---
title: 'Failover-Aware Model Fallback'
status: 'validated-in-production'
authors: ['Clawdbot Contributors']
based_on: ['Clawdbot Implementation (https://github.com/clawdbot/clawdbot)']
category: 'Reliability & Eval'
source: 'https://github.com/clawdbot/clawdbot/blob/main/src/agents/model-fallback.ts'
tags: [fallback, reliability, error-classification, multi-model, failover, resilience]
---

## Problem

AI model requests fail for varied and often opaque reasons. Simple retry logic fails to distinguish between:

- **Transient failures** (timeouts, rate limits) that benefit from retry with backoff
- **Semantic failures** (auth errors, billing issues) where retry is futile
- **User aborts** where retry wastes resources and frustrates users

Agents using multiple models or providers need intelligent fallback strategies that respect failure semantics, avoid retry loops, and provide clear diagnostics.

## Solution

Semantic error classification with intelligent fallback chains.
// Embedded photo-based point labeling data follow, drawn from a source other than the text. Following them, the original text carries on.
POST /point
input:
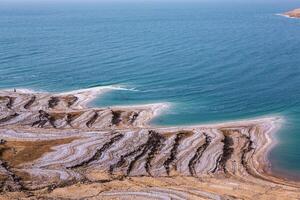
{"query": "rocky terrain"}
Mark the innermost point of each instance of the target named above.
(53, 146)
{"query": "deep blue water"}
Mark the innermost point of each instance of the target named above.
(214, 61)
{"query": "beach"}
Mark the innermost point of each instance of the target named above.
(55, 145)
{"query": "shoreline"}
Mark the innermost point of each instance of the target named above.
(71, 134)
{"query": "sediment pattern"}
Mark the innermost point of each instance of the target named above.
(54, 146)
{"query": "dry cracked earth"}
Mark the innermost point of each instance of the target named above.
(53, 146)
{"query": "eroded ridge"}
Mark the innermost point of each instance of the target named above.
(53, 146)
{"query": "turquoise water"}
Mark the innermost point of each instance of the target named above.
(214, 61)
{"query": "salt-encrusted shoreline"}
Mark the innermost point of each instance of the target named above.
(54, 146)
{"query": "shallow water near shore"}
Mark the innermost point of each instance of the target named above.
(212, 61)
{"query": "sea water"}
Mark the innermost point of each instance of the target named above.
(212, 60)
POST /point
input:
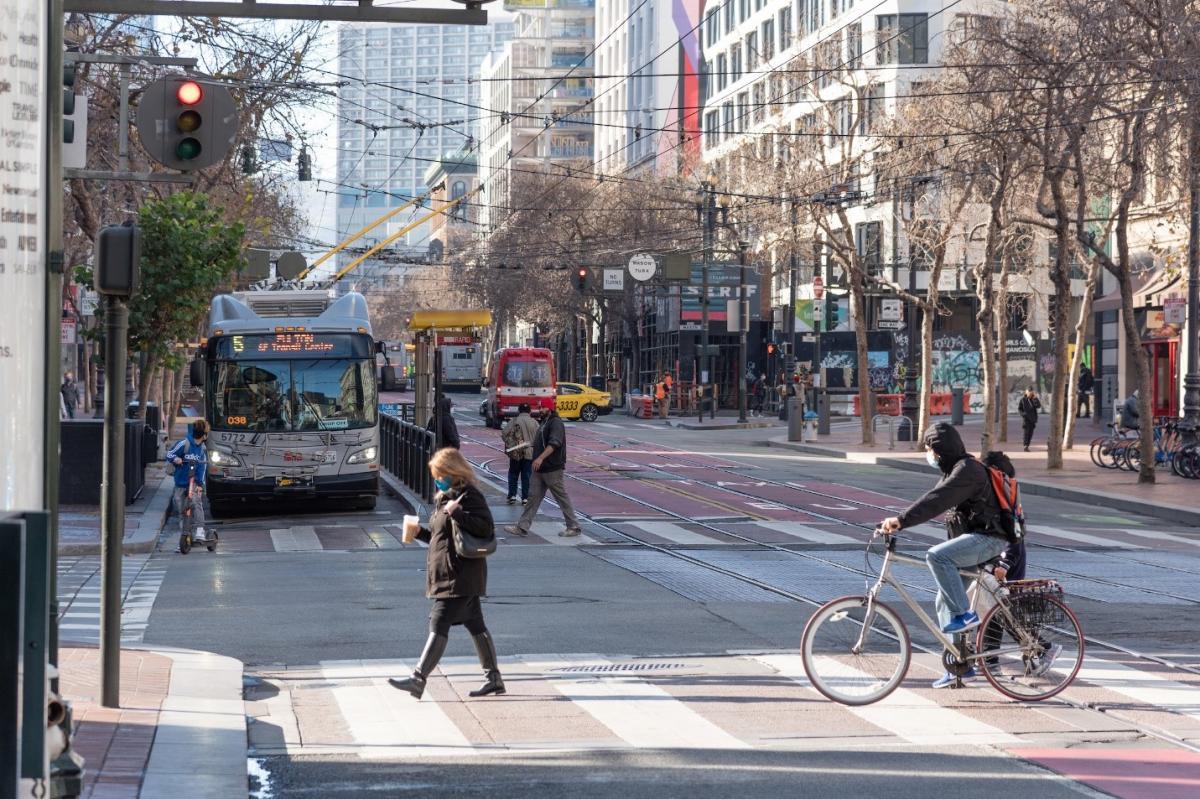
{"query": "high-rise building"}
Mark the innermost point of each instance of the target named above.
(539, 88)
(412, 95)
(647, 108)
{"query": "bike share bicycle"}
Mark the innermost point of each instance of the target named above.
(1030, 646)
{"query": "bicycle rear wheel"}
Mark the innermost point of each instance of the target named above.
(1037, 647)
(849, 674)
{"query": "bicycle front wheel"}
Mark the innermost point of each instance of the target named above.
(855, 652)
(1032, 649)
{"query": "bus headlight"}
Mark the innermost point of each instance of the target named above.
(363, 456)
(219, 458)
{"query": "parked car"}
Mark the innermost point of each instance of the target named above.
(577, 401)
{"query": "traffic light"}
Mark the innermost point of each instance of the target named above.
(186, 122)
(304, 166)
(69, 77)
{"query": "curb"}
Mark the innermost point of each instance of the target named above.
(145, 536)
(201, 739)
(1032, 487)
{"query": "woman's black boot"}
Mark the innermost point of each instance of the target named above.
(435, 646)
(486, 649)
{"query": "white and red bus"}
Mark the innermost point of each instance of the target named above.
(519, 376)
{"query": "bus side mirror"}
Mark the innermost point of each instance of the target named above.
(196, 373)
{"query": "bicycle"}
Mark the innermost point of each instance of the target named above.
(195, 494)
(1030, 646)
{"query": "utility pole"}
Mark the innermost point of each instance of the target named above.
(743, 328)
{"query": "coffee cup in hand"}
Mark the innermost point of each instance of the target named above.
(412, 526)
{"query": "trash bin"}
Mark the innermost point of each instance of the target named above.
(957, 402)
(795, 419)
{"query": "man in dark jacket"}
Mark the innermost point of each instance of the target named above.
(1029, 408)
(972, 515)
(1086, 385)
(549, 464)
(448, 436)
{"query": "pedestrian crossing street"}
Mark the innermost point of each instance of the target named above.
(735, 701)
(79, 596)
(317, 538)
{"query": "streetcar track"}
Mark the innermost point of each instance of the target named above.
(808, 556)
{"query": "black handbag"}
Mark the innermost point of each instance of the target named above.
(471, 546)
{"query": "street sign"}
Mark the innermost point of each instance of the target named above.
(642, 266)
(1175, 311)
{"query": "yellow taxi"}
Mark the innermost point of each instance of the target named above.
(577, 401)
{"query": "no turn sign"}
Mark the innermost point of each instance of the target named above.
(642, 266)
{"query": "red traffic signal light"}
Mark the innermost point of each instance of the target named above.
(189, 92)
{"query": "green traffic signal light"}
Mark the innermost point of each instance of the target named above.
(187, 149)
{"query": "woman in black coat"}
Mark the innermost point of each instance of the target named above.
(453, 582)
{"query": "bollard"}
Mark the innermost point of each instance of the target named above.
(795, 419)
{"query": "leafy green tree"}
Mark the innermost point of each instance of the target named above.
(189, 252)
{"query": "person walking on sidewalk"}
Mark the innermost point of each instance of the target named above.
(517, 437)
(549, 466)
(453, 582)
(1029, 408)
(70, 392)
(449, 433)
(190, 458)
(1086, 385)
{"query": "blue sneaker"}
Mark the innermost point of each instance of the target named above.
(963, 623)
(947, 679)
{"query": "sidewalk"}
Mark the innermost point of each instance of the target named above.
(1171, 498)
(180, 726)
(144, 518)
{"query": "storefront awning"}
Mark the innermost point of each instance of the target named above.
(1147, 290)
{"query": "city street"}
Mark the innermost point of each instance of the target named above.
(658, 653)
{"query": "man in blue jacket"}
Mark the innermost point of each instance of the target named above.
(190, 458)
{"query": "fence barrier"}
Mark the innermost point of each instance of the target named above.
(405, 451)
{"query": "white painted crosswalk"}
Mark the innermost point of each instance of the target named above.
(735, 701)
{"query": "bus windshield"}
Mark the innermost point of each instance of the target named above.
(294, 395)
(527, 374)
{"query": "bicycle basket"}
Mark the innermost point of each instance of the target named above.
(1030, 602)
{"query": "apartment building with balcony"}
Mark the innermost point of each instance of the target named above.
(538, 90)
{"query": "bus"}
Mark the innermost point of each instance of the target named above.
(462, 362)
(291, 394)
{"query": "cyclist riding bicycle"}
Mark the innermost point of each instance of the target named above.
(190, 458)
(972, 521)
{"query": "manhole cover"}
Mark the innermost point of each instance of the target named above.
(617, 667)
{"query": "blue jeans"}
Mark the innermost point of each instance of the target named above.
(522, 469)
(947, 558)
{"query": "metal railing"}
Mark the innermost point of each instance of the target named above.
(405, 450)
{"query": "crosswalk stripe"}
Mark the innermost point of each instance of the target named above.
(295, 539)
(389, 722)
(645, 715)
(1084, 538)
(807, 533)
(906, 714)
(673, 533)
(1143, 686)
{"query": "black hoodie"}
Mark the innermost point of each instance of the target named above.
(965, 488)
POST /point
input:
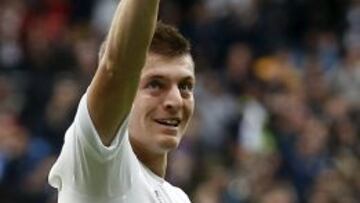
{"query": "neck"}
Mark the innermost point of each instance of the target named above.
(155, 162)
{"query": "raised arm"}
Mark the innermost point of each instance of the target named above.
(114, 85)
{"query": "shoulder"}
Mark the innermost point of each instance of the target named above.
(177, 193)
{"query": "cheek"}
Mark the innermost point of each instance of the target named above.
(189, 108)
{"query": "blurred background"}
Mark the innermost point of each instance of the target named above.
(277, 99)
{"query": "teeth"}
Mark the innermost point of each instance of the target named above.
(173, 122)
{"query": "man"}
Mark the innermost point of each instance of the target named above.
(134, 112)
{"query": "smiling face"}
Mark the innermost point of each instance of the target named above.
(164, 103)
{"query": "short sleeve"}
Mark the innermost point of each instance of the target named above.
(87, 133)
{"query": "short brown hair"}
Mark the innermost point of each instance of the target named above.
(167, 41)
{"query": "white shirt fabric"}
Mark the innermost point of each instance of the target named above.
(89, 172)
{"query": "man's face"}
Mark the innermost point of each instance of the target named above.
(164, 103)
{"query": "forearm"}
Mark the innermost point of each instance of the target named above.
(113, 88)
(131, 32)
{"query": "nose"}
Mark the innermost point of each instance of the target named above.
(173, 100)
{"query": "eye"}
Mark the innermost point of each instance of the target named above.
(154, 85)
(186, 86)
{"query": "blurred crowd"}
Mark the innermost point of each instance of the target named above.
(277, 99)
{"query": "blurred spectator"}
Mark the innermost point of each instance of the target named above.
(277, 99)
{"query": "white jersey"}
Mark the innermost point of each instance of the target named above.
(89, 172)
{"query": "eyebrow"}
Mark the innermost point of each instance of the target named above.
(151, 77)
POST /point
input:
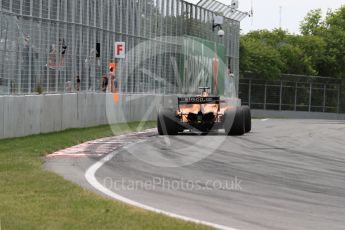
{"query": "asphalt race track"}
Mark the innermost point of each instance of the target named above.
(286, 174)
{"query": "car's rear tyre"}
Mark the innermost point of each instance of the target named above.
(167, 123)
(247, 118)
(234, 122)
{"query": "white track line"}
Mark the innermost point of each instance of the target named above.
(91, 178)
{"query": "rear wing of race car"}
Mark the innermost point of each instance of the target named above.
(198, 101)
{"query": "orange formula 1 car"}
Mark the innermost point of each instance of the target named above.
(204, 113)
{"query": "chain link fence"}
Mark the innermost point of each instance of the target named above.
(293, 93)
(66, 45)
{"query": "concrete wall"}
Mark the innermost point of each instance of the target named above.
(296, 115)
(27, 115)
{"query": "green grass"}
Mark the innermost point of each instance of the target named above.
(32, 198)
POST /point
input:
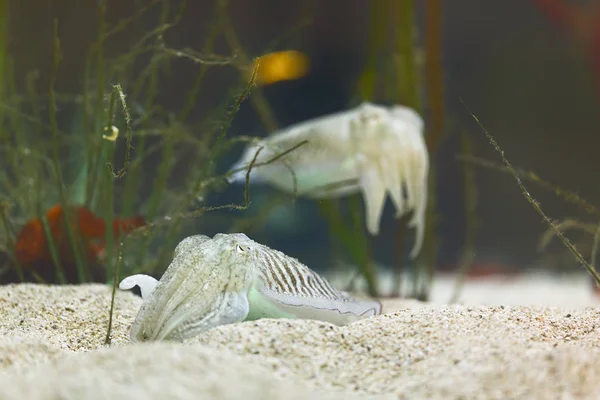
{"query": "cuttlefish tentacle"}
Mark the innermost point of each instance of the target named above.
(230, 278)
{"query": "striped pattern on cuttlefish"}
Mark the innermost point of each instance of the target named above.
(228, 279)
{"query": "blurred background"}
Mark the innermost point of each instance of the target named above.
(528, 69)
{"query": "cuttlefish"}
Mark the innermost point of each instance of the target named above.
(371, 149)
(231, 278)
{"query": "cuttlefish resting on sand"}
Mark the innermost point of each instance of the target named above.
(370, 149)
(231, 278)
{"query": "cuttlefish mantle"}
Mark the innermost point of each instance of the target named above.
(231, 278)
(371, 149)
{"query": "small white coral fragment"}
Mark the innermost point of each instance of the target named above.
(371, 149)
(231, 278)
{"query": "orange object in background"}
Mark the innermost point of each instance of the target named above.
(33, 251)
(281, 66)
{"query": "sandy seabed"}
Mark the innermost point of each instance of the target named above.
(52, 347)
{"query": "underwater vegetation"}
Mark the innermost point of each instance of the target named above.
(33, 252)
(105, 181)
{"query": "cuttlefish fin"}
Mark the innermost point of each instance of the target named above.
(373, 190)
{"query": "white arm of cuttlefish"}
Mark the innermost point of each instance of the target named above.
(205, 285)
(383, 152)
(391, 155)
(146, 283)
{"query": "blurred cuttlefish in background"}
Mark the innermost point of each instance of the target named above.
(231, 278)
(371, 148)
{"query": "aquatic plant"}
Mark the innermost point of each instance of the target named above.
(588, 266)
(231, 278)
(75, 171)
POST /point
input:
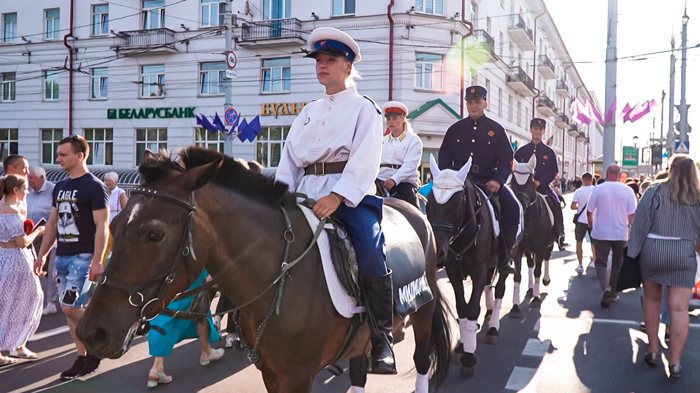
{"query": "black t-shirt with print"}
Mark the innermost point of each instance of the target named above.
(75, 200)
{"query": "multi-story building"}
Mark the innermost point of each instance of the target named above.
(132, 75)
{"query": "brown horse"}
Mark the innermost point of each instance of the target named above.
(215, 214)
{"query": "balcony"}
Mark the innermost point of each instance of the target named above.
(147, 41)
(562, 121)
(562, 89)
(546, 67)
(520, 33)
(272, 32)
(546, 106)
(481, 46)
(520, 81)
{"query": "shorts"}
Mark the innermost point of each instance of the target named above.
(72, 273)
(581, 230)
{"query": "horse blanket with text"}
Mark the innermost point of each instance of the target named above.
(405, 257)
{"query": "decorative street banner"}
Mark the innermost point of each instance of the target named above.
(151, 113)
(630, 156)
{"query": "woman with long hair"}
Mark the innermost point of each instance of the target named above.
(665, 234)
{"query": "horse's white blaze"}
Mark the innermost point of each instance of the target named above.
(134, 211)
(468, 334)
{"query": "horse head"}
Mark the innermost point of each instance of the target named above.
(522, 182)
(450, 205)
(153, 257)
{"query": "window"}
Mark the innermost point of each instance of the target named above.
(53, 23)
(269, 145)
(428, 71)
(98, 87)
(213, 13)
(279, 9)
(153, 81)
(100, 142)
(100, 19)
(429, 6)
(9, 27)
(276, 75)
(153, 139)
(343, 7)
(51, 85)
(8, 86)
(9, 143)
(153, 14)
(49, 145)
(207, 140)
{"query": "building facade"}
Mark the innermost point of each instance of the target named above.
(132, 76)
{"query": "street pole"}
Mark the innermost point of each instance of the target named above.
(228, 22)
(684, 108)
(610, 84)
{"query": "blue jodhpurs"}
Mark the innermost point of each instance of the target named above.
(363, 224)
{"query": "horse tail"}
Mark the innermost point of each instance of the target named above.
(440, 340)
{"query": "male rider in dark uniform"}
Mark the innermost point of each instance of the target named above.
(545, 171)
(486, 142)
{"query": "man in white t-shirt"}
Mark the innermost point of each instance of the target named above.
(610, 212)
(579, 203)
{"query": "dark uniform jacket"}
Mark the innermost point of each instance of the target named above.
(546, 168)
(484, 140)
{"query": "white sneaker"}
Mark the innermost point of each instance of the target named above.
(49, 309)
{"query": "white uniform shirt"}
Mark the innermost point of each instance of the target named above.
(407, 151)
(339, 127)
(611, 203)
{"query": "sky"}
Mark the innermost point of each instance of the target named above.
(644, 26)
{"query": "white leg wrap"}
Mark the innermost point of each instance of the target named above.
(422, 383)
(468, 331)
(495, 321)
(488, 295)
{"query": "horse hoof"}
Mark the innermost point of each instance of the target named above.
(515, 312)
(492, 336)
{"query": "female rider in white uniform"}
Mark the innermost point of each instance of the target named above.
(332, 155)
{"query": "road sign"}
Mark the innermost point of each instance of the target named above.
(231, 60)
(231, 116)
(682, 148)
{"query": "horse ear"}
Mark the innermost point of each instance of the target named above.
(434, 168)
(532, 163)
(464, 171)
(198, 177)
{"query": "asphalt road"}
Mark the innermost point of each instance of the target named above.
(571, 344)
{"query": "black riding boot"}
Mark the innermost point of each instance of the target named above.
(380, 308)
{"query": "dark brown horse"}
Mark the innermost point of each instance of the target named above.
(238, 233)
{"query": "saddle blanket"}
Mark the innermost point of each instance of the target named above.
(405, 257)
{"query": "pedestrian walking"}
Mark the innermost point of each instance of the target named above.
(80, 222)
(610, 211)
(20, 291)
(580, 203)
(665, 236)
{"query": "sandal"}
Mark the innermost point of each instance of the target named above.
(162, 379)
(215, 354)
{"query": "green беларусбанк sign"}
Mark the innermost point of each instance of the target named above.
(151, 113)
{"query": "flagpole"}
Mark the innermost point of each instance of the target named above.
(610, 84)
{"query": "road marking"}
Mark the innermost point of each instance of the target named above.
(49, 333)
(520, 378)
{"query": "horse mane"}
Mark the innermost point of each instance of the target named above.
(232, 175)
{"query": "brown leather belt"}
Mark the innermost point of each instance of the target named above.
(325, 168)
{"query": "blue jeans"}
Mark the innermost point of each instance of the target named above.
(72, 273)
(363, 224)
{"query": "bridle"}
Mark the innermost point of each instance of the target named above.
(185, 253)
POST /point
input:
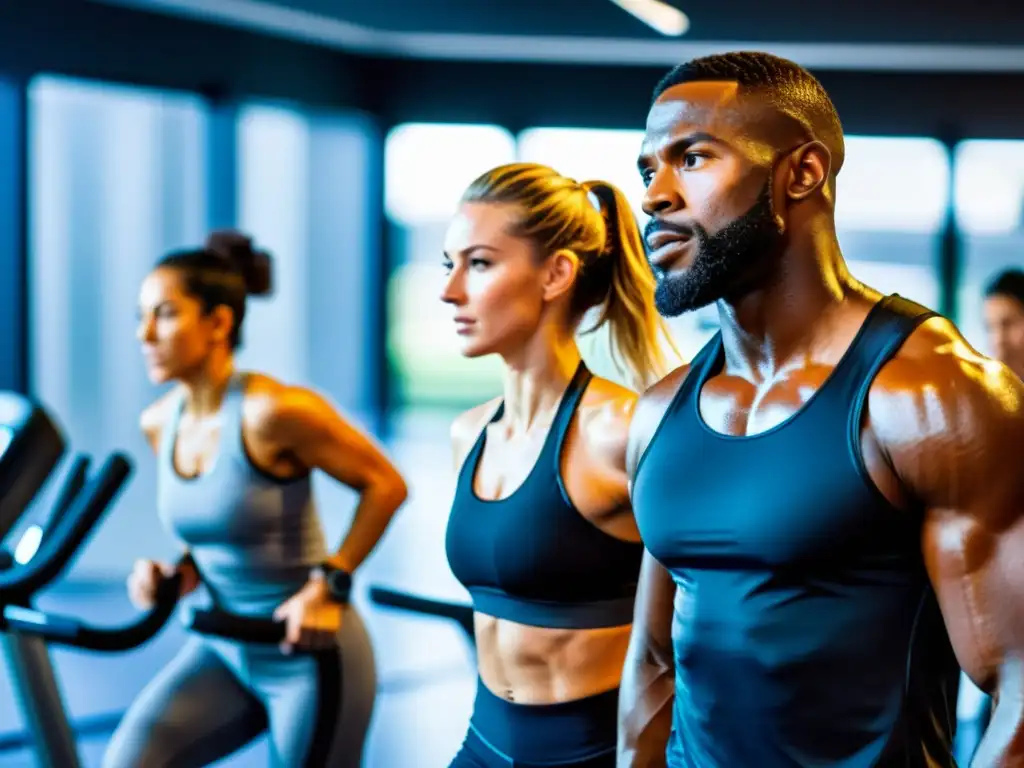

Each failure is categorized into a specific reason type, and fallback behavior is tailored to that reason. Multi-model fallback chains are configured per-request, with provider-specific allowlists and cooldown tracking.

**Core concepts:**

- **Error classification**: Failures are mapped to semantic reason types (`timeout`, `rate_limit`, `auth`, `billing`, `format`, `context_overflow`).
- **Reason-aware fallback**: Different reasons trigger different fallback behaviors:
  - `timeout`, `rate_limit`: Retry with next model in chain
  - `auth`, `billing`: Fail immediately; retry won't help
  - `format`, `context_overflow`: May retry with adjusted request
- **User abort detection**: Distinguishes user-initiated aborts from timeout-induced aborts. User aborts rethrow immediately; timeouts trigger fallback.
- **Multi-model chains**: Ordered list of `{provider, model}` candidates. Each attempt uses the next candidate until success or exhaustion.
- **Provider allowlists**: Optional per-provider model restrictions prevent fallback to incompatible models.
- **Diagnostics tracking**: Each failed attempt is recorded with error details, reason, status code, and provider/model for debugging.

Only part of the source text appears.